By Varghese Alengaden

Indore, April 24, 2020: Those who hold leadership positions in the Church and religious congregations are often criticized for not walking the talk.

Many are good in preaching about the importance of setting example by leading from the front, but fail to practice the same. They do not follow Jesus, the Good Shepherd who not only led the sheep from the front but also risked his life for them.

So, it was a refreshing to see Father Justine Akkara, the head of the Bhopal province of the Carmelites of Mary Immaculate, walking through the slums and housing colonies of Bhopal, capital of Madhya Pradesh state.

He wore a PPE (Personal Protective Equipment) to conduct a Covid 19 related survey in the hot spots of Bhopal city as requested by the government. He was among 30 members of various religious congregations (local unit of the Conference of Religious India) who had volunteered to do undertake this service.

The religious responded to the request of Archbishop Leo Cornelio of Bhopal to collaborate with the state government in this program. Provincials of many congregations, mostly women religious, sent their members to this risky mission.

Although more than 60 nuns came on the first day, about half of them had to return because they wore their traditional religious habit or uniform sari. They found it difficult to put on PPE over their uniform. Father Akkara, 58, was the only provincial who joined the mission for all three days.

The religious divided themselves into groups of three or four and visited designated areas from 9 am to 4 pm. It was a nonstop job in the hot sun without food or refreshments. Seeing Akkara’s dedication, his vice provincial Father Paulson Muthipeedika joined the survey team for the next two days.

Father Muthipeedika was among a handful of men religious and a diocesan priest who joined the task. Each team visited 100 to 200 families in a day to conduct the survey.

Archbishop Cornelio, who just crossed 75, blessed and encouraged the volunteers on the first day along with CRI Bhopal president Sister Francis Regis. Although provincials of several congregations live in Bhopal city, none was present at the inaugural gathering to motivate their sisters. Many provincials are much younger than Father Akkara.

One of the volunteers was Benedictine Sister Asha, who has been engaged in distributing food packets and masks to the poor in Bhopal in collaboration with government officials. She felt happy and proud of being part of the three-day survey mission.

“I was impressed by the collaborative work Archbishop (Cornelio) and the CRI initiated with the Madhya Pradesh government. Usually religious and priests do their charity works under separate banner and as a result misunderstood as propagating their religion by the Hindutva fringe groups,” she explained.

Another volunteer, who did not want to be identified, said it was the first time the local CRI unit responded as a proactive group in “instead of being a passive body.”

A number of participants expressed disappointment seeing many nuns returning to the convents on the first day just because they wore religious habit or uniform sari.

“When we are waging a big war against pandemic Covid19 the religious congregations are still attached to their petty external identities and outdated traditions,” one the volunteers bemoaned.

It is sad that some congregations are still obsessed with the colonial legacy of protecting the external exhibitions even more than half a century after the Second Vatican revolution. Inculturation is replaced by aggressive presence of the institutional and colonial presence even when the Church faces unprecedented hostilities from Hindutva fanatics.

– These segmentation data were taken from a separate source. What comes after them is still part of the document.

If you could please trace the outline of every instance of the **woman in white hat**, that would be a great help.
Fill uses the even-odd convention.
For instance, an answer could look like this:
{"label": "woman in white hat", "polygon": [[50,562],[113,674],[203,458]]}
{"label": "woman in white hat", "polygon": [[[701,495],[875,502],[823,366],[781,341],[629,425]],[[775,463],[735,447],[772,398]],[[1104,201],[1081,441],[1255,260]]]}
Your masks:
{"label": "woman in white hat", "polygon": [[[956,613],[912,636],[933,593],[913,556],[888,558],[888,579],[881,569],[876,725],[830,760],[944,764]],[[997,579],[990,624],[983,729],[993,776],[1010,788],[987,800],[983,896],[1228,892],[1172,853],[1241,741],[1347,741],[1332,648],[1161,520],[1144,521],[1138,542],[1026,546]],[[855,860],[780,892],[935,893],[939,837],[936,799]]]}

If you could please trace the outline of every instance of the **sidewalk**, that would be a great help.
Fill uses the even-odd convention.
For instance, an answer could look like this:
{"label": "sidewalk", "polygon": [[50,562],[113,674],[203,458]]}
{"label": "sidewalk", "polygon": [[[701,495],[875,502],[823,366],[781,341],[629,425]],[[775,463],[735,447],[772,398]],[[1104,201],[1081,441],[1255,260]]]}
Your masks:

It is unfortunate that many priests, religious and bishops fail to understand the teaching and example of Jesus of being the “salt” of the earth.

Why didn’t Archbishop Cornelio, who made such proactive response to make the Church enter the mainstream, instruct the religious to wear the secular and convenient dress when they opted to go to the front line of a battle ground? Why are we mixing up external exhibition with genuine witness and service in emergency? Did those nuns who returned to the safety of their convents ever introspect about the opportunity they lost to make hundreds of families to encounter Christ through them?

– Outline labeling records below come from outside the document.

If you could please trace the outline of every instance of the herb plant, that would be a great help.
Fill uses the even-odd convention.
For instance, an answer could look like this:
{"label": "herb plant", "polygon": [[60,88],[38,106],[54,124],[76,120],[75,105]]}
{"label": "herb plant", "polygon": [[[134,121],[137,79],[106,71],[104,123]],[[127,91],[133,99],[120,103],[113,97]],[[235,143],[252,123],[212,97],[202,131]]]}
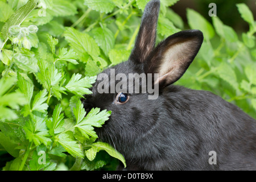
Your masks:
{"label": "herb plant", "polygon": [[[125,166],[94,131],[111,111],[86,114],[80,98],[91,93],[98,73],[128,59],[148,1],[0,1],[0,168],[114,169],[115,158]],[[157,42],[186,28],[200,30],[204,40],[177,84],[210,90],[256,118],[256,22],[249,8],[234,5],[249,27],[238,34],[218,16],[211,23],[189,9],[187,27],[171,9],[177,1],[161,1]]]}

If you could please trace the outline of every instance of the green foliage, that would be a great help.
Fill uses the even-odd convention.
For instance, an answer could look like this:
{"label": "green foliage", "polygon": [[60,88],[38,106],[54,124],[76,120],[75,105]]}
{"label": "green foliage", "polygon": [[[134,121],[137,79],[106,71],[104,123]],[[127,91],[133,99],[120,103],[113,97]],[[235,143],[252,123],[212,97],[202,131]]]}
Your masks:
{"label": "green foliage", "polygon": [[[80,98],[99,72],[128,59],[148,1],[0,1],[0,157],[13,156],[0,168],[114,169],[115,159],[125,166],[94,130],[111,111],[86,114]],[[157,42],[184,28],[168,7],[177,1],[161,1]],[[246,5],[236,6],[249,27],[241,34],[187,9],[189,26],[205,39],[177,84],[210,90],[256,118],[256,23]]]}

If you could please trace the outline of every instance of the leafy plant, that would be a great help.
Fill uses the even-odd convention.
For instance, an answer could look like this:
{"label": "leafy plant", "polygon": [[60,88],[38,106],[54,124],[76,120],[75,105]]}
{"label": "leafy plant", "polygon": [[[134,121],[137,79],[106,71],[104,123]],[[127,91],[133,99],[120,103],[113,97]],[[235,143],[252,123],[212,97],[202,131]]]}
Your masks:
{"label": "leafy plant", "polygon": [[[125,166],[94,131],[111,111],[86,114],[80,98],[98,73],[128,59],[148,1],[0,1],[0,168],[114,169],[115,158]],[[158,42],[186,26],[169,8],[177,1],[161,1]],[[249,26],[241,35],[187,9],[189,27],[205,39],[177,84],[210,90],[256,118],[256,23],[246,5],[237,7]]]}

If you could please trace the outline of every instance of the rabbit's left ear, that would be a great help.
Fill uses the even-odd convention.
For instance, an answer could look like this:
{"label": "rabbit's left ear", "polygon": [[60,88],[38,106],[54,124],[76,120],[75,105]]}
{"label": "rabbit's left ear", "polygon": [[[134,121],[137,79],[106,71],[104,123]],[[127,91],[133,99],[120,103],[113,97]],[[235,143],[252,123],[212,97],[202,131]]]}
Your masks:
{"label": "rabbit's left ear", "polygon": [[143,63],[155,48],[160,1],[151,0],[146,6],[139,32],[129,60]]}
{"label": "rabbit's left ear", "polygon": [[158,73],[159,88],[168,86],[185,73],[199,51],[203,33],[197,30],[174,34],[160,43],[144,63],[146,73]]}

I was already impressed by a circular Father Akkara sent to the members of his province during the initial days of the lockdown with many challenging suggestions of making use of the lockdown period for reviewing the religious life through study and contemplation.

He wrote, “The present moment gives us a great challenge and purpose in life to define our activities, apostolates, spirituality, rituals, goals, definitions of success and achievements to evolve new ways of ‘being’ in the world, new ways of being religious, new ways of being a brother/sister to the millions in the world.”

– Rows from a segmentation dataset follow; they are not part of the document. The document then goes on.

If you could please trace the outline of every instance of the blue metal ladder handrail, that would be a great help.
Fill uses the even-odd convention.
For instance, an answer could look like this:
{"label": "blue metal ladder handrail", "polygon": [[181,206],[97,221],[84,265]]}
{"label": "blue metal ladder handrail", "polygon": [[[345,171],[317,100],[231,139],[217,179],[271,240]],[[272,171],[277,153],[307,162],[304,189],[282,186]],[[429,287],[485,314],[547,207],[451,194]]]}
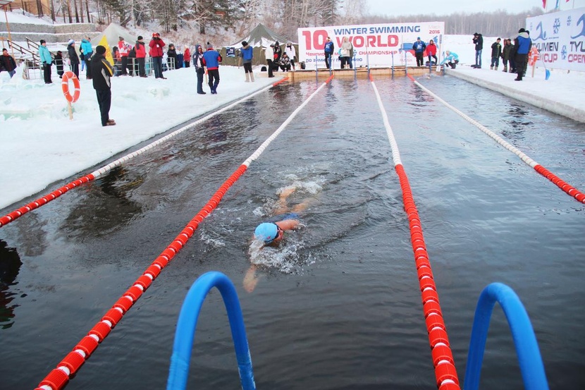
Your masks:
{"label": "blue metal ladder handrail", "polygon": [[528,313],[516,293],[501,283],[489,284],[479,295],[469,341],[463,388],[465,390],[477,390],[479,387],[486,339],[496,301],[504,310],[512,331],[524,388],[526,390],[548,390],[541,352]]}
{"label": "blue metal ladder handrail", "polygon": [[207,272],[199,276],[189,289],[183,303],[175,332],[167,390],[184,390],[187,386],[197,319],[203,301],[214,287],[217,287],[221,293],[228,311],[242,389],[256,390],[252,358],[238,293],[228,276],[216,272]]}

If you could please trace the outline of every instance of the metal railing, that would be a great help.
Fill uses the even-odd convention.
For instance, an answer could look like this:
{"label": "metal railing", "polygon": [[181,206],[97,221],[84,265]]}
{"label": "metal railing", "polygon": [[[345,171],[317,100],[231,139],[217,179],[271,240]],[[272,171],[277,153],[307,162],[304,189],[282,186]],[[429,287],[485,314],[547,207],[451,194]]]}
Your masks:
{"label": "metal railing", "polygon": [[203,301],[214,287],[216,287],[221,293],[221,298],[228,311],[242,389],[256,389],[242,308],[240,307],[235,287],[223,274],[211,272],[204,274],[195,281],[183,301],[177,323],[177,330],[175,332],[173,355],[171,357],[171,367],[166,384],[167,390],[183,390],[187,386],[197,319]]}
{"label": "metal railing", "polygon": [[486,340],[496,301],[504,310],[512,331],[524,388],[526,390],[548,390],[538,343],[528,313],[516,293],[501,283],[488,285],[479,295],[469,341],[464,389],[477,390],[479,388]]}

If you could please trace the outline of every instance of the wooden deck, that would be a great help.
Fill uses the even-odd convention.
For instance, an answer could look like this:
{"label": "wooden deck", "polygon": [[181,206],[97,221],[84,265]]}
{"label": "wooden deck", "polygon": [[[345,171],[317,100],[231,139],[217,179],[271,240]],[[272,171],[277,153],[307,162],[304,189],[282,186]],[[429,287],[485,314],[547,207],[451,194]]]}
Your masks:
{"label": "wooden deck", "polygon": [[[419,76],[425,74],[429,74],[431,72],[427,66],[412,67],[409,66],[405,68],[404,66],[395,66],[393,68],[370,68],[370,73],[374,77],[383,76],[406,76],[407,73],[409,75]],[[316,76],[315,75],[314,69],[297,69],[294,72],[274,72],[275,75],[285,75],[288,76],[291,81],[299,81],[303,80],[314,80],[316,77],[319,80],[326,80],[329,77],[328,69],[318,69],[316,71]],[[367,78],[368,69],[367,68],[357,68],[355,69],[333,69],[333,73],[335,78]],[[443,71],[436,71],[436,66],[433,67],[432,73],[435,74],[442,74]],[[263,72],[263,74],[266,74]]]}

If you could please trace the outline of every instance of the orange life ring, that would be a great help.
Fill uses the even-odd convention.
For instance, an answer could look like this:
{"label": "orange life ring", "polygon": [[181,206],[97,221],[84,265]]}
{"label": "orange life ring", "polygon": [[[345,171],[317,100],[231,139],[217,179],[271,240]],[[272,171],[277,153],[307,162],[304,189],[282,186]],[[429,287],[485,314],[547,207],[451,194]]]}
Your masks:
{"label": "orange life ring", "polygon": [[[73,82],[73,95],[69,93],[69,80]],[[68,71],[63,74],[63,80],[61,83],[61,89],[63,90],[63,95],[65,95],[65,99],[70,103],[75,103],[79,99],[79,95],[81,93],[81,90],[79,89],[79,79],[75,74]]]}

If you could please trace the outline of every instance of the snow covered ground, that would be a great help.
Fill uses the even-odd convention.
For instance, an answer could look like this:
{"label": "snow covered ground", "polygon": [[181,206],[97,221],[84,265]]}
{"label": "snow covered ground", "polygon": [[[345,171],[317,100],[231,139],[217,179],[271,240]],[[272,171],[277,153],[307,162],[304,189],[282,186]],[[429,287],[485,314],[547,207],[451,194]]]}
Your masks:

He then practiced what he wrote to his men in letter and spirit. When he put on the PPE and walked through Bhopal colonies and slums in the hot sun for three days, he was exploring the new way of being religious in the changing world.

When I asked him about his motivation he sounded unassuming, ‘When I got the information I just went. Because of the risk involved in this work I did not ask anyone to join me.”

Some may say self-righteously that many priests and nuns do a lot works in different parts of India such as distributing food to the hungry, making masks and doing many charity projects.

How many of our nuns and priests have volunteered to be foot soldiers to be in the front line along with medical personnel and other government department staffs in this critical time? How many have communicated their readiness to the local administration to work as volunteers as per the need?

Instead of delegating their job to God sitting before the tabernacle it is time we became prophetic and served people shedding our petty identities and exhibitions. Father Akkara and a few consecrated persons of Bhopal have shown the way. Let their tribe increase.